Sania has made it again to the third round in a Grand Slam. Chances are quite high that she will fall to Venus. But it is a credit to Sania that we are talking about ‘chances’ instead of a firm certainty. She truely belongs to the Top 30 now. This, to my mind (I am no less a fan of cricket than tennis), is a bigger achievement than most of what Indian cricket team has done or not been able to do. For the simple reason that the stage is huge, competition is tougher and Indian women were nowhere in the picture till Sania came along. There was only a Nirupama Vaidyanathan before Sania who even hardcore tennis enthusiasts might only just about remember. Today people from more countries know Sania than Sachin. Ofcourse, it is a different fact that the Sachin is a household name in cricketing nations, which still Sania is not, even in India.
Krishnans and Amritrajs have all been lonely unsung warriors on the tennis circuit who have waged many a valient battle against some of the biggest stars. Mahesh Bhupati has been on top of the world in doubles. But the two persons who really deserve more than a passing mention in the history of Indian sports are Sania and Leander.
Sania for being the first Indian woman to break into the top, the importance of which will dawn a few years later when more women come through. Sania is a tennis equivalent of a Kapil Dev or Vishwanathan Anand, who paved the way for other Indians to enter hitherto uncharttered territories.
Leander for being Leander, a man who has given more than his best everytime he adorned the India colours.
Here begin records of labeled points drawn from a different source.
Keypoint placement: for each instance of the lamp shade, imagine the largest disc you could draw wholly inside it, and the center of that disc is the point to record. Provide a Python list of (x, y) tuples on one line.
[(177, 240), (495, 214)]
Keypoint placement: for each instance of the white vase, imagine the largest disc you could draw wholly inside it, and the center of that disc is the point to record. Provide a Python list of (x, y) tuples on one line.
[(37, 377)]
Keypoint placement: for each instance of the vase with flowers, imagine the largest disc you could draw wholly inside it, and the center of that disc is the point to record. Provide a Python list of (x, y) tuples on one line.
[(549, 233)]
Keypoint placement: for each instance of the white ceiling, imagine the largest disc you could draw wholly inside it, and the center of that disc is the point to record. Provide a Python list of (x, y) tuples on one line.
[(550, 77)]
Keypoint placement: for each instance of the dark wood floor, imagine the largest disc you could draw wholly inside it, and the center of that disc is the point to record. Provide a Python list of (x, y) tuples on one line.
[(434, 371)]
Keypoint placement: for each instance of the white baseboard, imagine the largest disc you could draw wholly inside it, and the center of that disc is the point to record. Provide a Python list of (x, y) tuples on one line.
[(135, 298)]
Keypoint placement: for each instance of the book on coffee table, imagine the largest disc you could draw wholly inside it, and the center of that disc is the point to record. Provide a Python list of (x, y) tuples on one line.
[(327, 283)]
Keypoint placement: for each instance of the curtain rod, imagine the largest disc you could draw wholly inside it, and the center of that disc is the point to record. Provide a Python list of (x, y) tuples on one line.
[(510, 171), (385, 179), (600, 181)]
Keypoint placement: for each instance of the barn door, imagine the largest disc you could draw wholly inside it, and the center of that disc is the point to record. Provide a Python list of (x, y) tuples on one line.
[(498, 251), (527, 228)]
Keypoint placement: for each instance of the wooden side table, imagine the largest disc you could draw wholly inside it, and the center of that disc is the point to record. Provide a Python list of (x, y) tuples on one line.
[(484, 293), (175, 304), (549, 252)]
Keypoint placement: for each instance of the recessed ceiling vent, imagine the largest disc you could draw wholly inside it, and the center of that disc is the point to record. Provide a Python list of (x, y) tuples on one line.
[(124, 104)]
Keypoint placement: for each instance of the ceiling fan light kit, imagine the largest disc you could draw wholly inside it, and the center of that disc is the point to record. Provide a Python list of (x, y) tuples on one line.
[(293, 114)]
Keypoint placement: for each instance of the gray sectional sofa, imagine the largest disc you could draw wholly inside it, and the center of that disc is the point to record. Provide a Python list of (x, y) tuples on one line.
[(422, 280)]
From the first time, well past midnight India time during a chilly winter in France, when as an young lad he made many hearts skip many beats and tricolour flutter, playing 100 notches above his usual level, to the time when as old warhorse he was fighting cramps and a Pakistani player through five sets, Leander continues to be a real patriotic superhero, consistently. If determination can overcome physical abilities, possibilities and barriers, it is always on display when Leander plays in Davis Cup or Olympics.